# Multiple Linear Regression in Statsmodels - Lab

## Introduction
In this lab, you'll practice fitting a multiple linear regression model on our Boston Housing Data set!

## Objectives
You will be able to:
* Run linear regression on Boston Housing dataset with all the predictors
* Interpret the parameters of the multiple linear regression model

## The Boston Housing Data

We pre-processed the Boston Housing Data again.

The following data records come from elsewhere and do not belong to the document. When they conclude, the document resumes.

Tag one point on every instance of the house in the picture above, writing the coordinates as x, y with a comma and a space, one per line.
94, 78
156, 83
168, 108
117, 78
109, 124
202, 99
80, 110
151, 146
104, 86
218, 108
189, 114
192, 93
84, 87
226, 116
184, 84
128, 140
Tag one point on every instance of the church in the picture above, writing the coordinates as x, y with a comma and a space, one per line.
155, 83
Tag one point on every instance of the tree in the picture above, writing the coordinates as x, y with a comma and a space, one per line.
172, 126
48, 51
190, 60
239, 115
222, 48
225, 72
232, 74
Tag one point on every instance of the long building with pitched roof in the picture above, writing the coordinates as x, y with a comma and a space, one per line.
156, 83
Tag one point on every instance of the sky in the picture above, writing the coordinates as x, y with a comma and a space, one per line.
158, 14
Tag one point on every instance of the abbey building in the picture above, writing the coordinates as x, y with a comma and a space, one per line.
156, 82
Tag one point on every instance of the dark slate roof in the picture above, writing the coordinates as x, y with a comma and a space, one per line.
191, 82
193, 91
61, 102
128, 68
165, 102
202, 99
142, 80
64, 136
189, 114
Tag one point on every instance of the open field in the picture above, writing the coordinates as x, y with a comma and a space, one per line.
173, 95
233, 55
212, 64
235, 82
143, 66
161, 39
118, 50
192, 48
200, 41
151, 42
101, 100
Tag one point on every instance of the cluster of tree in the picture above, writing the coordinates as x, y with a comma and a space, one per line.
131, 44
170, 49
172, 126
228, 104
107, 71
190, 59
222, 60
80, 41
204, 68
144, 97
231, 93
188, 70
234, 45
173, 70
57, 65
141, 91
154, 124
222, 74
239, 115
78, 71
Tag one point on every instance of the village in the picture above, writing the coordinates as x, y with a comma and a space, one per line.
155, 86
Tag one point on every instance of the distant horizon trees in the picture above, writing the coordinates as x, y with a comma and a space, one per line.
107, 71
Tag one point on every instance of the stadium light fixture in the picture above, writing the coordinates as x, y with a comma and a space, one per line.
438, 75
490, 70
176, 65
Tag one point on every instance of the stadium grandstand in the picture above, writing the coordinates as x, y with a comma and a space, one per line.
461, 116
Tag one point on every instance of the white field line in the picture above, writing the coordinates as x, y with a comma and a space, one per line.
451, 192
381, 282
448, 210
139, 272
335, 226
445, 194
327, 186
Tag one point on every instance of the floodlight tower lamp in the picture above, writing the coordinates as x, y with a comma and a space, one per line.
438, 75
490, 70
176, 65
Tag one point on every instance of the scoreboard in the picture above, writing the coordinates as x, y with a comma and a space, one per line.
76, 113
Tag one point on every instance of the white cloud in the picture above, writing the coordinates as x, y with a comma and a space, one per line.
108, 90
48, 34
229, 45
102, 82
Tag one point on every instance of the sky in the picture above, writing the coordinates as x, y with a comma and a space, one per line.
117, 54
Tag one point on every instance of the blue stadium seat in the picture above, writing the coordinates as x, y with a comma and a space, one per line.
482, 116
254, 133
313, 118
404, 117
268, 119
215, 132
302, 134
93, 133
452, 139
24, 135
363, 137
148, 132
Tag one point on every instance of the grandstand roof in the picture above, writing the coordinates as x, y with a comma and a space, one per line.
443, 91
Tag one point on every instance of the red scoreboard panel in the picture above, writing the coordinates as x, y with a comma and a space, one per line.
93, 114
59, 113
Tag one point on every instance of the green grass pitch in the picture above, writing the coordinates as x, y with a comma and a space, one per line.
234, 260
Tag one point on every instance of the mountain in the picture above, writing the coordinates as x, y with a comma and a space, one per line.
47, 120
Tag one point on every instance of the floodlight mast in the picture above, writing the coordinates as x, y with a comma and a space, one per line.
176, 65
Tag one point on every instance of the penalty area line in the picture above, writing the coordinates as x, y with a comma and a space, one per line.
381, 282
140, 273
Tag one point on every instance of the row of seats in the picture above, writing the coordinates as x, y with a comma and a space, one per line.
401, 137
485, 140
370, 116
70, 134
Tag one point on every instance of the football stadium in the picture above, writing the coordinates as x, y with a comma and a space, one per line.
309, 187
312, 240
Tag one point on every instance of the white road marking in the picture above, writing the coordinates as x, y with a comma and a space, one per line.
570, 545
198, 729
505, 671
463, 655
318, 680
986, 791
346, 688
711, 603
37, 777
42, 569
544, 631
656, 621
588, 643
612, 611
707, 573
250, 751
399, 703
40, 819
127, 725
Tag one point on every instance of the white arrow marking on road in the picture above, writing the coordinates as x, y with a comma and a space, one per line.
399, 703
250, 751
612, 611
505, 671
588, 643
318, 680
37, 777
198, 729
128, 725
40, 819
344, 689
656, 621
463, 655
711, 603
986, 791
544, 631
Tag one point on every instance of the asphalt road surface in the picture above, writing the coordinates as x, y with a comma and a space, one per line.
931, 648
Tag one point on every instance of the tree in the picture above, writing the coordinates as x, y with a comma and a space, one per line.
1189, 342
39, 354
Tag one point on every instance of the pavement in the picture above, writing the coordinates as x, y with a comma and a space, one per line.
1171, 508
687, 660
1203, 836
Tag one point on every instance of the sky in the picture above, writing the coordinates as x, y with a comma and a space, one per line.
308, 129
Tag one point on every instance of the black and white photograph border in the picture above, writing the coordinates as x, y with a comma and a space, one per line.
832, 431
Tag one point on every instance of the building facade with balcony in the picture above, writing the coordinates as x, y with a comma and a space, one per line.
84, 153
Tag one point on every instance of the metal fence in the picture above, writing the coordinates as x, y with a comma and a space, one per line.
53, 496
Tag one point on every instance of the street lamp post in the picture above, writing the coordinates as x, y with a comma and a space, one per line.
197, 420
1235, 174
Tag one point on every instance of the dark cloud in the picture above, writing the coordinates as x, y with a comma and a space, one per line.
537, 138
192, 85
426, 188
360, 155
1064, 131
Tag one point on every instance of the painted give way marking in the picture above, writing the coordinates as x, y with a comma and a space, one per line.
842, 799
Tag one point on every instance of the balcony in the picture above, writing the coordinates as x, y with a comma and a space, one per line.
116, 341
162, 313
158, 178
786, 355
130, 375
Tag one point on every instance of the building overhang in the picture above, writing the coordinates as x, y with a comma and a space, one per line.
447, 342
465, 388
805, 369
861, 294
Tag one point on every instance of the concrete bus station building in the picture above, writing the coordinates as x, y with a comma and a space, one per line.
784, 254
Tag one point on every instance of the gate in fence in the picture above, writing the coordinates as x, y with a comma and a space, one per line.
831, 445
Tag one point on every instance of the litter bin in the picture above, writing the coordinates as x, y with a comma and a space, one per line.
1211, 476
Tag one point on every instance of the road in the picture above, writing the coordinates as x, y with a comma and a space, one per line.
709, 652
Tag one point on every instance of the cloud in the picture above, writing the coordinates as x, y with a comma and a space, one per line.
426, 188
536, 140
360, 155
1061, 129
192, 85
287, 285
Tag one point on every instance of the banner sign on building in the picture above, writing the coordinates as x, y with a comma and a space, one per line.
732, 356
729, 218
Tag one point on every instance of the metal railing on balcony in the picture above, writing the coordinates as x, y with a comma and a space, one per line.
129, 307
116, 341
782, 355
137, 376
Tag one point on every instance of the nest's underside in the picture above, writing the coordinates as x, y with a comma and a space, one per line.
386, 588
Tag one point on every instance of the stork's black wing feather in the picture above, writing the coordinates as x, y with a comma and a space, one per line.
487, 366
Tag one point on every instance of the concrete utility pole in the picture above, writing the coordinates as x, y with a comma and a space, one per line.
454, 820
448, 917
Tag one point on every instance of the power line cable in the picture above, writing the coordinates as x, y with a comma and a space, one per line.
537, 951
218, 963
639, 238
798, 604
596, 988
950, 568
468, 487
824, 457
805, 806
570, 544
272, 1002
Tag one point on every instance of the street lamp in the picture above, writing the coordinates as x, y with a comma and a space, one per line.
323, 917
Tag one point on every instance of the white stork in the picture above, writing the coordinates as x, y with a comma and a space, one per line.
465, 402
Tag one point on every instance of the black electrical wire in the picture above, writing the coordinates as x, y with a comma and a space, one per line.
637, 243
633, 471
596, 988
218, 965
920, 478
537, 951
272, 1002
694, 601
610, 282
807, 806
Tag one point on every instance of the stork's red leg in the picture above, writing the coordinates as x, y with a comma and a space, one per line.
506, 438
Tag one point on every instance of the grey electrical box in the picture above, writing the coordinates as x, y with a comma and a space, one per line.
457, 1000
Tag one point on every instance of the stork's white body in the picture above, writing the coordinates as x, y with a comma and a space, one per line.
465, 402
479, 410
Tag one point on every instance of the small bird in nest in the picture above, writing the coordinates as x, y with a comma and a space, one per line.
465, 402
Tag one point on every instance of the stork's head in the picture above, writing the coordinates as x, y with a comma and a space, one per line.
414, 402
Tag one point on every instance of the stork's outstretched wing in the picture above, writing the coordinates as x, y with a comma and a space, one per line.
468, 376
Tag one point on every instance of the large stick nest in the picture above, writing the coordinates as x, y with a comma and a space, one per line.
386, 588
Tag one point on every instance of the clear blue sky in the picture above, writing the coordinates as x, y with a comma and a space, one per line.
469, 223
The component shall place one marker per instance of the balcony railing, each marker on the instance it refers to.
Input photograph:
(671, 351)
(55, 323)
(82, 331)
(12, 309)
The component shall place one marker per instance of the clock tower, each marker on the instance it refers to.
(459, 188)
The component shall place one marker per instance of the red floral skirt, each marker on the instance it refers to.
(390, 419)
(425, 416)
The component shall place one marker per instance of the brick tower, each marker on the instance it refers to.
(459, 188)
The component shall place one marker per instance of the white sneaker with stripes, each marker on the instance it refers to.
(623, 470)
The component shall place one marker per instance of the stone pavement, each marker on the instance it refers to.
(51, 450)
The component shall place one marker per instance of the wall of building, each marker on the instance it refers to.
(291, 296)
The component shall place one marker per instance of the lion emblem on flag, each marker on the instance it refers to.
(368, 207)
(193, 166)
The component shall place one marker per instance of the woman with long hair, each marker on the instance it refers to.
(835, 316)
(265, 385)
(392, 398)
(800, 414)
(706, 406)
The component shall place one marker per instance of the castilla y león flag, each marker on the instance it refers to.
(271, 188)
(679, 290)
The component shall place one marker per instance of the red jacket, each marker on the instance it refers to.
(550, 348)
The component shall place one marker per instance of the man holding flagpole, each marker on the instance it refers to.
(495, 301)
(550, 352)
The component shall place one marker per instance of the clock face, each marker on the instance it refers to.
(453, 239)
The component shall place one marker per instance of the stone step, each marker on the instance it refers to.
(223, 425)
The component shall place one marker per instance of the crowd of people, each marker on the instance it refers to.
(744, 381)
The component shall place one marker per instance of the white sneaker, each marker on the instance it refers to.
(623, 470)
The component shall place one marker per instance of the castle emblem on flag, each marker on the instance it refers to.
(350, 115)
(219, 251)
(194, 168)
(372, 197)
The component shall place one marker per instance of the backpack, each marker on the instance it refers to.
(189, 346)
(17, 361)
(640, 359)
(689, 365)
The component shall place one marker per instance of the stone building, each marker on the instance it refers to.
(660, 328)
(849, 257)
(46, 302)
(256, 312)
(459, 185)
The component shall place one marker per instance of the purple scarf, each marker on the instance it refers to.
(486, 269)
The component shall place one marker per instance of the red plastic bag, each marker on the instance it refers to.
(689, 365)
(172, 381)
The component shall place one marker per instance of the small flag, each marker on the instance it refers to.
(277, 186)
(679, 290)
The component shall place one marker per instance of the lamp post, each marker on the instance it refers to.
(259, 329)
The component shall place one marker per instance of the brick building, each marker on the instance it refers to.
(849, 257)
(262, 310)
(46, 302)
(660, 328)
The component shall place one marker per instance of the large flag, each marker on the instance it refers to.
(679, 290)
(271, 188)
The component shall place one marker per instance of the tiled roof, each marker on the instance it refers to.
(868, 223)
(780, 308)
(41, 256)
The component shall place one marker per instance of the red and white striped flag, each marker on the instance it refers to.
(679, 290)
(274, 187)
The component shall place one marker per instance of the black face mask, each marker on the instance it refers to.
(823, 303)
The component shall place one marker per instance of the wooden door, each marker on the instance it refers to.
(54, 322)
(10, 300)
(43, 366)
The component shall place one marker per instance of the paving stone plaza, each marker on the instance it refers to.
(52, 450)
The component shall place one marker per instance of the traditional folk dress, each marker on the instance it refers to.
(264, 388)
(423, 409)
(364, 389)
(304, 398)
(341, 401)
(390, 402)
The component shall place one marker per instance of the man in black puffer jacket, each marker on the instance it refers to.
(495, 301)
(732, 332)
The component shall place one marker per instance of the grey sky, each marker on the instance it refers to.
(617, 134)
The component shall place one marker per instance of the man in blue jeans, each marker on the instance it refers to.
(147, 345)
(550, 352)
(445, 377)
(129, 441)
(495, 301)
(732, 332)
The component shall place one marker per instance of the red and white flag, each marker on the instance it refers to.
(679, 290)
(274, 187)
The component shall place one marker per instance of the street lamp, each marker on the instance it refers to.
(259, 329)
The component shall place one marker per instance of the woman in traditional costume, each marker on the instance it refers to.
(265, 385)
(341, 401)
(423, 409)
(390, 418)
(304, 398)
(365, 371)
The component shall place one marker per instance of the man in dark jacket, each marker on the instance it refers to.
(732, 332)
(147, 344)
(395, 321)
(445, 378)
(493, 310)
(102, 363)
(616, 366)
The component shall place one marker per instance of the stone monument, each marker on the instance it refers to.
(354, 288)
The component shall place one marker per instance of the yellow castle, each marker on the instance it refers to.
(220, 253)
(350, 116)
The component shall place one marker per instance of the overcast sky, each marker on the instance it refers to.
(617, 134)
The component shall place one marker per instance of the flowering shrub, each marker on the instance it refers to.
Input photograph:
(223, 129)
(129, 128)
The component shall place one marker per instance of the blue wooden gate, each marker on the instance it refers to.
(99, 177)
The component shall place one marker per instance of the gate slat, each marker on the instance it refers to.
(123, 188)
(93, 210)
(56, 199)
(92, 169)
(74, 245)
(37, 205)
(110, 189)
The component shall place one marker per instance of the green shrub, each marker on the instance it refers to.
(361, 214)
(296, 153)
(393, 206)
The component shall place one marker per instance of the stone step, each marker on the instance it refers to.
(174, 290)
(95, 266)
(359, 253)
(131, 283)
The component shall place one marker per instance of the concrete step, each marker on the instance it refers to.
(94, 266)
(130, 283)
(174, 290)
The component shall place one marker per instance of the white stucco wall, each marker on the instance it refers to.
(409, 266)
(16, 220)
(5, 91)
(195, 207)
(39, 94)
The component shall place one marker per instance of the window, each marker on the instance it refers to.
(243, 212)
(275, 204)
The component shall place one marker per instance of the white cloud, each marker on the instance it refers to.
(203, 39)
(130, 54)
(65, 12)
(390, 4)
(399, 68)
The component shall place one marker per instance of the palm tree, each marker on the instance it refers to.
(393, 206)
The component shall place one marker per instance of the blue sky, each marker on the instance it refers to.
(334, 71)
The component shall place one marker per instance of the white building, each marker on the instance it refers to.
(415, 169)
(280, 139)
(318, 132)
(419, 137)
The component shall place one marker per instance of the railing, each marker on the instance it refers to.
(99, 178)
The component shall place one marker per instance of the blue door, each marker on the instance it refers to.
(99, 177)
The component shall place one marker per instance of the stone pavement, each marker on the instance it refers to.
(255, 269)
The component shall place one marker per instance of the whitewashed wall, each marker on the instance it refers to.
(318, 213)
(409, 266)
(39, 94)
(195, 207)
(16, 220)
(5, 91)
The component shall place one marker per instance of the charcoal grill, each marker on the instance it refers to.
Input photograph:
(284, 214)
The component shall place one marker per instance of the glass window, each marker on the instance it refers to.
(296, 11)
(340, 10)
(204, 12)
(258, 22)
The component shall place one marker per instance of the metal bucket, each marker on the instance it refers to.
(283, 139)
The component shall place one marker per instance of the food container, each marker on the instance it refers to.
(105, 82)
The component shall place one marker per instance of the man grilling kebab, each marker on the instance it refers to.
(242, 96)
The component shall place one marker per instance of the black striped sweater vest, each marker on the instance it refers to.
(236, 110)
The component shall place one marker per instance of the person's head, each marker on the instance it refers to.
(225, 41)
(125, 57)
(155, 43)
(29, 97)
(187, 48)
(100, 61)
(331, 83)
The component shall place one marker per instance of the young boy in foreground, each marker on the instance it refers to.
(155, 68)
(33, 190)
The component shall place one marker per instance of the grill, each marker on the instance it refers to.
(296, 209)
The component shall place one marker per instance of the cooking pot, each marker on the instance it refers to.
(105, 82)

This time, however, we did things slightly different:
- We dropped "ZN" and "NOX" completely
- We categorized "RAD" in 3 bins and "TAX" in 4 bins
- We used min-max-scaling on "B", "CRIM" and "DIS" (and logtransformed all of them first, except "B")
- We used standardization on "AGE", "INDUS", "LSTAT" and "PTRATIO" (and logtransformed all of them first, except for "AGE") 

In [1]:
import pandas as pd
import numpy as np
from sklearn.datasets import load_boston
boston = load_boston()

boston_features = pd.DataFrame(boston.data, columns = boston.feature_names)
boston_features = boston_features.drop(["NOX","ZN"],axis=1)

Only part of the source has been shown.